In this report, we present the synthesis and evaluation of the 99mTc-labeled β-Ala-BN(7−14)NH2 (ABN = β-Ala-Gln-Trp-Ala-Val-Gly-His-Leu-Met-NH2) as a new radiotracer for tumor imaging in the BALB/c nude mice bearing HT-29 human colon cancer xenografts. The gastrin releasing peptide receptor binding affinity of ABN and HYNIC-ABN (6-hydrazinonicotinamide) was assessed via a competitive displacement of 125I-[Tyr4]BBN bound to the PC-3 human prostate carcinoma cells. The IC50 values were calculated to be 24 ± 2 nM and 38 ± 1 nM for ABN and HYNIC-ABN, respectively. HYNIC is the bifunctional coupling agent for 99mTc-labeling, while tricine and TPPTS (trisodium triphenylphosphine-3,3′,3′′-trisulfonate) are used as coligands to prepare the ternary ligand complex [99mTc(HYNIC-ABN)(tricine)(TPPTS)] in very high yield and high specific activity. Because of its high hydrophilicity (log P = −2.39 ± 0.06), [99mTc(HYNIC-ABN)(tricine)(TPPS)] was excreted mainly through the renal route with little radioactivity accumulation in the liver, lungs, stomach, and gastrointestinal tract. The tumor uptake at 30 min postinjection (p.i.) was 1.59 ± 0.23%ID/g with a steady tumor washout over the 4 h study period. As a result, it had the best T/B ratios in the blood (2.37 ± 0.68), liver (1.69 ± 0.41), and muscle (11.17 ± 3.32) at 1 h p.i. Most of the injected radioactivity was found in the urine sample at 1 h p.i., and there was no intact [99mTc(HYNIC-ABN)(tricine)(TPPTS)] detectable in the urine, kidney, and liver samples. Its metabolic instability may contribute to its rapid clearance from the liver, lungs, and stomach. Despite the steady radioactivity washout, the tumors could be clearly visualized in planar images of the BALB/c nude mice bearing the HT-29 human colon xenografts at 1 and 4 h p.i. The favorable excretion kinetics from the liver, lungs, stomach, and gastrointestinal tract makes [99mTc(HYNIC-ABN)(tricine)(TPPTS)] a promising SPECT radiotracer for imaging colon cancer.
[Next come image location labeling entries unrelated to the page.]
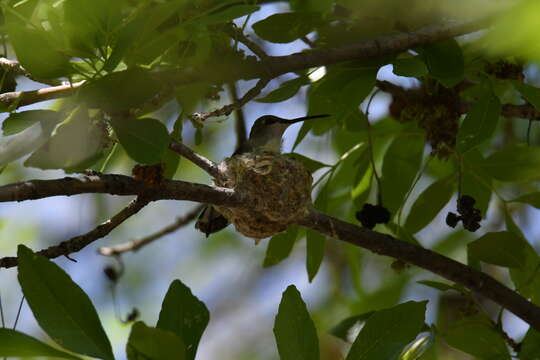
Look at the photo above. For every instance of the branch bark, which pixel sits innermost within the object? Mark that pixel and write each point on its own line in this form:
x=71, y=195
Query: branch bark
x=79, y=242
x=450, y=269
x=118, y=185
x=134, y=245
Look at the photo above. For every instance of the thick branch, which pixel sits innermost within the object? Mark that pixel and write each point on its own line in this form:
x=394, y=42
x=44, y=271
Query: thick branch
x=79, y=242
x=373, y=48
x=22, y=98
x=118, y=185
x=134, y=245
x=450, y=269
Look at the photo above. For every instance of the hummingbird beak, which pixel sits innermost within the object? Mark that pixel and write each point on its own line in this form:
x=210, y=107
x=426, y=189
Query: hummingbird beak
x=293, y=121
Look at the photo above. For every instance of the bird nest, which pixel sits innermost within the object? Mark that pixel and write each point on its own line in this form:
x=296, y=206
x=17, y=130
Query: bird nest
x=277, y=189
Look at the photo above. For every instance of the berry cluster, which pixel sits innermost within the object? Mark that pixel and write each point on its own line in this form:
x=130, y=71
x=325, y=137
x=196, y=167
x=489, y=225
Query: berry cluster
x=371, y=215
x=470, y=216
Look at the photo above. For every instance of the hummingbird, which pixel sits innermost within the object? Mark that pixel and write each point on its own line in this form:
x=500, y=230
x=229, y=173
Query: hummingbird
x=265, y=136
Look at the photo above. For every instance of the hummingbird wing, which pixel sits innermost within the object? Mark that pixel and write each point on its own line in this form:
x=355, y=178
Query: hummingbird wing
x=211, y=221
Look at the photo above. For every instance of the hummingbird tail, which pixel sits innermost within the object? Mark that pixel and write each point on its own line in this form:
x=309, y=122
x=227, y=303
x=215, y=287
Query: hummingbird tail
x=211, y=221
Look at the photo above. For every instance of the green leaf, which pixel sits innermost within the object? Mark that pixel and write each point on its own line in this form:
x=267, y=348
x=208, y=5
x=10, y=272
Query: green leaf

- 7Jia B, Liu Z, Shi J, Yu Z, Yang Z, Zhao H, He Z, Liu S*, Wang F*. Linker Effects on Biological Properties of 111In-Labeled DTPA Conjugates of a Cyclic RGDfK Dimer. Bioconjugate Chem. 2008, 19(1):201-210.
Abstract
In this report, we present in vitro and in vivo evaluation of three 111 In-labeled DTPA conjugates of a cyclic RGDfK dimer: DTPA-Bn-SU016 (SU016 = E[c(RGDfK)] 2; DTPA-Bn = 2-( p-isothioureidobenzyl)diethylenetriaminepentaacetic acid), DTPA-Bn-E-SU016 ( E = glutamic acid) and DTPA-Bn-Cys-SU016 (Cys = cysteic acid). The integrin alpha vbeta 3 binding affinities of SU016, DTPA-Bn-SU016, DTPA-Bn-E-SU016, and DTPA-Bn-Cys-SU016 were determined to be 5.0 +/- 0.7 nM, 7.9 +/- 0.6 nM, 5.8 +/- 0.6 nM, and 6.9 +/- 0.9 nM, respectively, against 125 I-c(RGDyK) in binding to integrin alpha vbeta3, suggesting that E or Cys residue has little effect on the integrin alpha vbeta3 affinity of E[c(RGDfK)] 2. It was also found that the 111 In-labeling efficiency of DTPA-Bn-SU016 and DTPA-Bn-E-SU016 is 3-5 times better than that of DOTA analogues due to fast chelation kinetics and high-yield 111 In-labeling under mild conditions (e.g., room temperature). Biodistribution studies were performed using BALB/c nude mice bearing U87MG human glioma xenografts. 111 In-DTPA-Bn-SU016, 111 In-DTPA-Bn-E-SU016, and 111 In-DTPA-Bn-Cys-SU016 all displayed rapid blood clearance. Their tumor uptake was comparable between 0.5 and 4 h postinjection (p.i.) within experimental error. 111 In-DTPA-Bn-E-SU016 had a significantly lower ( p < 0.01) kidney uptake than 111 In-DTPA-Bn-SU016 and 111 In-DTPA-Bn-Cys-SU016. The liver uptake of 111 In-DTPA-Bn-SU016 was 1.69 +/- 0.18% ID/g at 24 h p.i., while the liver uptake values of 111 In-DTPA-Bn-E-SU016 and 111 In-DTPA-Bn-Cys-SU016 were 0.55 +/- 0.11% ID/g and 0.79 +/- 0.15% ID/g at 24 h p.i., respectively. Among the three 111 In radiotracers evaluated in this study, 111 In-DTPA-Bn-E-SU016 has the lowest liver and kidney uptake and the best tumor/liver and tumor/kidney ratios. Results from metabolism studies indicated that there is little metabolism (<10%) for three 111 In radiotracers at 1 h p.i. Imaging data showed that tumors can be clearly visualized at 4 h p.i. with good contrast in the tumor-bearing mice administered with 111 In-DTPA-Bn-E-SU016. It is concluded that using a glutamic acid linker can significantly improve excretion kinetics of the 111 In-labeled E[c(RGDfK)] 2 from liver and kidneys.